Be careful about spraying copper when your tree has leafed out. It can cause leave damage.
If I were you, I would take a wait and see approach.
If it is psylla, look into how to handle that. If you spray oil, it needs to be summer oil.
Well, I managed to even stump my local extension office (U of MN). They said they haven’t seen the combination of cupping, curling, and the blackening previously. They said it does not look like traditional fireblight, but we should test. So, I am sending in a sample for testing.
Another thought: any chance this is damage from Neem/the holistic spray I just used on Sunday? Maybe hitting the tender new leaves just emerging was too much? I happened upon the below video and the similarities are notable: Has Neem Oil DAMAGED your plants? Comment below. - YouTube
Many pears are sensitive to neem oil; karanja oil is sometimes used on pears instead of neem for this reason. I burned the heck out of figs with some neem oil once.
Could well be the problem.
We should have asked you what your “Phillips’s holistic spray” was. It could be burn from neem oil.
Pls let us know what the extension service say.
Neem, liquid fish, kelp, EM-1 effective microbes, and molasses. For reference, everything had just budded out and the blooms were not quite open.
I will report back on what the sample says.

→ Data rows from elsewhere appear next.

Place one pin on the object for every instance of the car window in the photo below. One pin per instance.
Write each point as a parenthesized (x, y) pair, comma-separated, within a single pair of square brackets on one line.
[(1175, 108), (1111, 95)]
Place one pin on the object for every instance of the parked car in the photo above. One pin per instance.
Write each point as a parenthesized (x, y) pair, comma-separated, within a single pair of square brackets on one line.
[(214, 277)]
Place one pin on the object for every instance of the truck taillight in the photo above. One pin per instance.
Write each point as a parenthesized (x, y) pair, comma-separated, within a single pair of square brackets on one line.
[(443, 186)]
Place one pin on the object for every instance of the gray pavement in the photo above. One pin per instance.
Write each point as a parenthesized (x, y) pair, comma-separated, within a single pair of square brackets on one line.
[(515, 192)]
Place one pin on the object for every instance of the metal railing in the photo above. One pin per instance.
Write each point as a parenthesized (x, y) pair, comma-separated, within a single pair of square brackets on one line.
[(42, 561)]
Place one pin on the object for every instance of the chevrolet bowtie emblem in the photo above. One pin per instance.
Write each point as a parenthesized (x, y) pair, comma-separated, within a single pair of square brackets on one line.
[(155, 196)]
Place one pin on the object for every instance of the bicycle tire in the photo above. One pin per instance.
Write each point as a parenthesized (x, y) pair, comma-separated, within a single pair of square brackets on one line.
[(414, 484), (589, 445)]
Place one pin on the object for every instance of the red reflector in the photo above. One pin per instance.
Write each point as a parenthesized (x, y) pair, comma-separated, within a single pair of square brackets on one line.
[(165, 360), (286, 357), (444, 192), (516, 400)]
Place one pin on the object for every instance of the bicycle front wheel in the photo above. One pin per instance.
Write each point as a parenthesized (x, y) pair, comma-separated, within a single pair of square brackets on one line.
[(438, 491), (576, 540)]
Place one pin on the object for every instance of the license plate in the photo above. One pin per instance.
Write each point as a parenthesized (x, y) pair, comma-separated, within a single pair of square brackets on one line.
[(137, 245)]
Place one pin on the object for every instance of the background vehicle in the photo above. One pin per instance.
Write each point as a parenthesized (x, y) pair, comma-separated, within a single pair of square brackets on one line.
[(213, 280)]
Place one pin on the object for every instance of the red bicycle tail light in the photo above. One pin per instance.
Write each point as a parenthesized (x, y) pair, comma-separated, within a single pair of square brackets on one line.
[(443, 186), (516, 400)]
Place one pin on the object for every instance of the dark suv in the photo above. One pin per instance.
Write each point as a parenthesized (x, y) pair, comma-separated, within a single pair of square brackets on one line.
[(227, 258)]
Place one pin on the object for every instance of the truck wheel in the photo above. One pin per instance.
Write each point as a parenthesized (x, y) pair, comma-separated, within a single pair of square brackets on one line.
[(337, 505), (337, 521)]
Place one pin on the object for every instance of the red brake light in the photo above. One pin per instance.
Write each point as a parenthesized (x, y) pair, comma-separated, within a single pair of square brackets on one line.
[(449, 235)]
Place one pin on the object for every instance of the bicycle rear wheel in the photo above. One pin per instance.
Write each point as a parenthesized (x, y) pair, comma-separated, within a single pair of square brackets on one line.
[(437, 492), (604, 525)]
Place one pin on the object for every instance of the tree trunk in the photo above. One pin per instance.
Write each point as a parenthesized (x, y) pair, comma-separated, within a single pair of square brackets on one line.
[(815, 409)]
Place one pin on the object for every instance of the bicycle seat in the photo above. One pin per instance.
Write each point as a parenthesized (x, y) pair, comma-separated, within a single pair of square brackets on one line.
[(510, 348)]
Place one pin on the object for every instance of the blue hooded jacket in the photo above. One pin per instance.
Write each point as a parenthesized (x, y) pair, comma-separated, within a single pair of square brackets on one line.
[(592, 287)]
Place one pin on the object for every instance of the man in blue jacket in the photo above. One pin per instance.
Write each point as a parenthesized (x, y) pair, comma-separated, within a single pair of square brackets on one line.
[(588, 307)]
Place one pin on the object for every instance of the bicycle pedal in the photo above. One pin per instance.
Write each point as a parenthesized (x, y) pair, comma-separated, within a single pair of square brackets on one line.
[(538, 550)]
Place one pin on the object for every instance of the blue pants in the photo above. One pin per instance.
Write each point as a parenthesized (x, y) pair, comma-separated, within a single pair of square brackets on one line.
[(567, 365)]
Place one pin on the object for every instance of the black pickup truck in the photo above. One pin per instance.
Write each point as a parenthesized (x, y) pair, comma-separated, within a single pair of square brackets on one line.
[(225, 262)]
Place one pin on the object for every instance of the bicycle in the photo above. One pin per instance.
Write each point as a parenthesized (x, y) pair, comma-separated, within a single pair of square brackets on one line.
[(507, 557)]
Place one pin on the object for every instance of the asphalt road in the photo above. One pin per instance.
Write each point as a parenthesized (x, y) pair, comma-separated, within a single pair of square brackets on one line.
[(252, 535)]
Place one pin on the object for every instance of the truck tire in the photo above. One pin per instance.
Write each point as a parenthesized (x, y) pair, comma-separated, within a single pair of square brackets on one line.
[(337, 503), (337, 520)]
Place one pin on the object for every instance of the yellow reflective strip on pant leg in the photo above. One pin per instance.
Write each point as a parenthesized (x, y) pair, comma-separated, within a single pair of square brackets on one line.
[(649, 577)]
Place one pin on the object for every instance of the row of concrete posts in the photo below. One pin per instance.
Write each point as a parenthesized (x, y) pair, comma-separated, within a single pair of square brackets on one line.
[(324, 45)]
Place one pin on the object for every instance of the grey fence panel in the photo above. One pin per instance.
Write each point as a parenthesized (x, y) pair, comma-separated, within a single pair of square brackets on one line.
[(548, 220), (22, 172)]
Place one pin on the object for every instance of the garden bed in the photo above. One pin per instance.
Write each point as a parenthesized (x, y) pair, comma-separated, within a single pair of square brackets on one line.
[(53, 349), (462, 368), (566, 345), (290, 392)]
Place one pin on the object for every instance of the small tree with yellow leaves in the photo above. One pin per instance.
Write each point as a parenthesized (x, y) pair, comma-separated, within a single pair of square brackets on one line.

Hoping if this is burn that more leaves pop out since there’s only a handful of open leaves…
My blossom blight tends to show up a bit later than this. More like near petal drop and not when there are buds still not open. This year I had quite a bit of bloom freeze with blackened fruitlets after temps in 20s for many hours.
The resulting damage looks suspiciously like FB had it not been in conjunction with those late freezes. I still have some fruitlets that I’m on the fence about that I haven’t pruned out. I’ve been weighing the risk of FB against the possible damage to future fruiting buds if I prune. Some of these trees have bloomed for the first time ever. I don’t know if my hesitancy makes any sense or not.
I vote for pear psylla. If your lucky they’ll disappear this year after there first cycle. What rootstock is it on? Newer rootstocks give some resistance allowing the tree to bounce back.
I believe OHxF87. Is there any way to treat for Psylla? I’m reading applications of surround?
I had an old tree much heavier infestation than you, I didn’t have any luck. The OHx87 is supposed to be resistant. That is what I replanted with, and haven’t seen them since. Check and see if your variety is susceptible. Regarding the Parker Pear: Insect visitors include pear psylla. Hopefully you just have visitors.
I had that too. Tips of flowers petals turn black ,so did some leafs too. Anytime when I see black on the pears makes my heart skip a beat.
I saw this branch on my pear this morning , it looks like the F word. I cut it off without delay.
I don’t see anything going down to the branch. Everything seems isolated to the leaves at present. I assume if it remains so, that likely is not fire blight given that moves?
I also had temps in 70s/80s for a few days in early April before they dropped into the 20s/30s for a week or two. So, I’m wondering if those high temperatures broke dormancy, buds formed, then got some damage with the cold temps.
Possible. Mine was minor damage and in very small area of a tree, Not a tree wide damage. Just a branch , or few clusters.